I guess you have to be a victim of the whole "robbing you of knowledge" agenda in order to be totally against it. This high-school girl at seventeen clearly understands what the issue is. Some grown-ups are coming into the classroom to deprive students, not enrich them, to turn their minds off rather than on, to convey fear rather than knowledge, to numb rather than enliven -- and as a student she is perfectly aware of the "agenda" and perfectly willing to revolt against it.
And further, it's not just "knowledge," it's the whole society trying to dictate what one should or should not do to one's body. This is a very serious thing, when you realize that other people are making rules about how you will express yourself, who you will love, how you will love. At this point the educational system could present students with facts and information, and explanations about the consequences of various things, with the understanding that they'll decide for themselves how to run their own lives.

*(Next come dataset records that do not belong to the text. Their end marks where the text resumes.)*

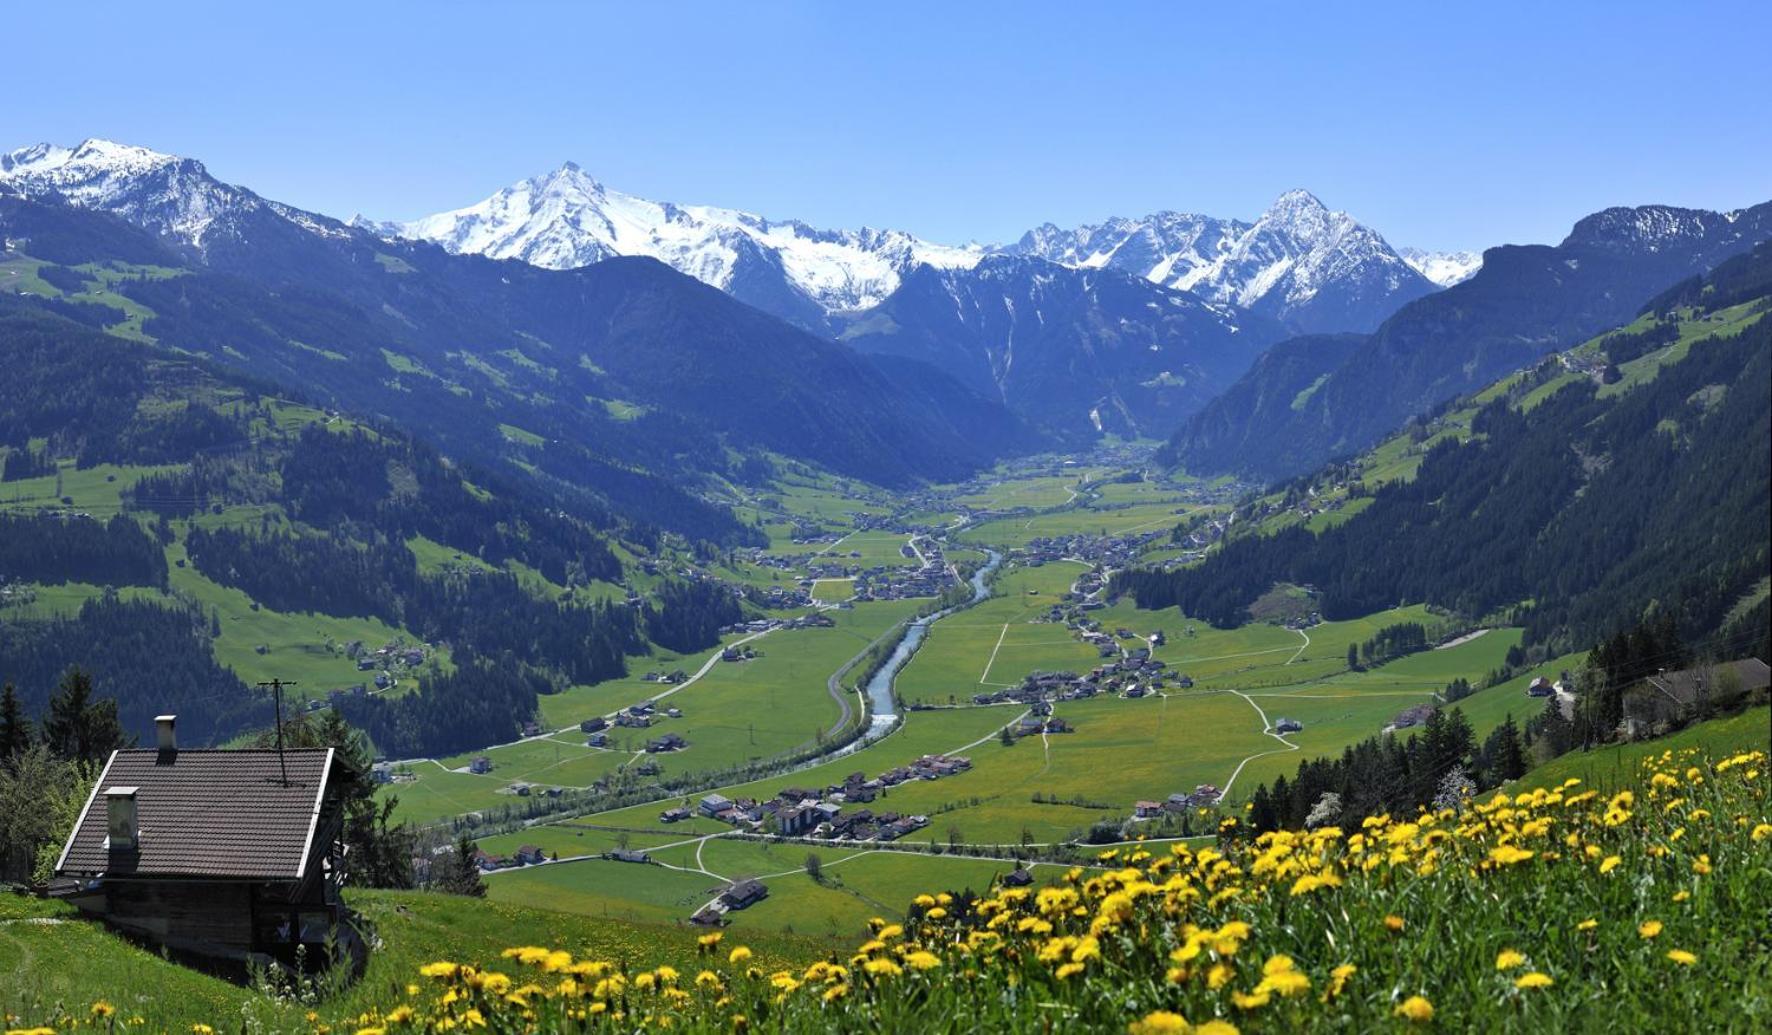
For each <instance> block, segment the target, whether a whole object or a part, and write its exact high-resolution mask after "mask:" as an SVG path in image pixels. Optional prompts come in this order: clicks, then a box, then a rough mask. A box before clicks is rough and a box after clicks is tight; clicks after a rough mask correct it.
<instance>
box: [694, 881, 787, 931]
mask: <svg viewBox="0 0 1772 1035" xmlns="http://www.w3.org/2000/svg"><path fill="white" fill-rule="evenodd" d="M767 897H769V888H767V886H766V884H764V883H762V881H734V883H732V884H727V888H725V890H721V891H719V895H716V897H714V900H712V902H709V904H707V906H702V907H700V909H696V911H695V914H693V916H689V922H691V923H700V925H703V927H718V925H721V923H725V922H727V913H732V911H734V909H748V907H751V906H755V904H757V902H762V900H764V899H767Z"/></svg>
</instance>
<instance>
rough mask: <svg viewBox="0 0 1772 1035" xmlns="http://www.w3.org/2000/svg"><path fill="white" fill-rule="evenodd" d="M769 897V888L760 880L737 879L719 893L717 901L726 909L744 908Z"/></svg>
mask: <svg viewBox="0 0 1772 1035" xmlns="http://www.w3.org/2000/svg"><path fill="white" fill-rule="evenodd" d="M767 897H769V888H766V886H764V883H762V881H739V883H735V884H732V886H730V888H727V890H725V891H721V893H719V902H721V904H723V906H725V907H727V909H744V907H748V906H755V904H757V902H762V900H764V899H767Z"/></svg>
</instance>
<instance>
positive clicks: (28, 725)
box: [0, 682, 30, 760]
mask: <svg viewBox="0 0 1772 1035" xmlns="http://www.w3.org/2000/svg"><path fill="white" fill-rule="evenodd" d="M27 748H30V720H27V718H25V709H23V707H19V704H18V693H14V691H12V684H11V682H9V684H5V689H4V691H0V760H5V759H14V757H18V755H21V753H25V750H27Z"/></svg>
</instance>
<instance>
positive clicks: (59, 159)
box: [0, 140, 1465, 333]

But some people don't want that, they think it's best if you don't tell kids anything.
I say, let's teach our Montgomery County kids the facts.
3 Comments:
One of the best ways to avoid AIDS is to "avoid homosexual behavior."
If, by "homosexual behavior", it is meant to dissuade students from engaging in anal intercourse, especially two male students, then that is sound medical advice.
Orin Ryssman said...
One of the best ways to avoid AIDS is to "avoid homosexual behavior."
If, by "homosexual behavior", it is meant to dissuade students from engaging in anal intercourse, especially two male students, then that is sound medical advice.
3:48 AM
Wow, we've got some readers in the middle of the night, don't we?
That line was quoted by this kid for the simple reason that it is so obvious, on the one hand, and so meaningless on the other. It's like saying, the best way to avoid traffic accidents is to stay out of cars.
People aren't going to stop being gay ... even a 17-year-old kid realizes this didn't need explaining.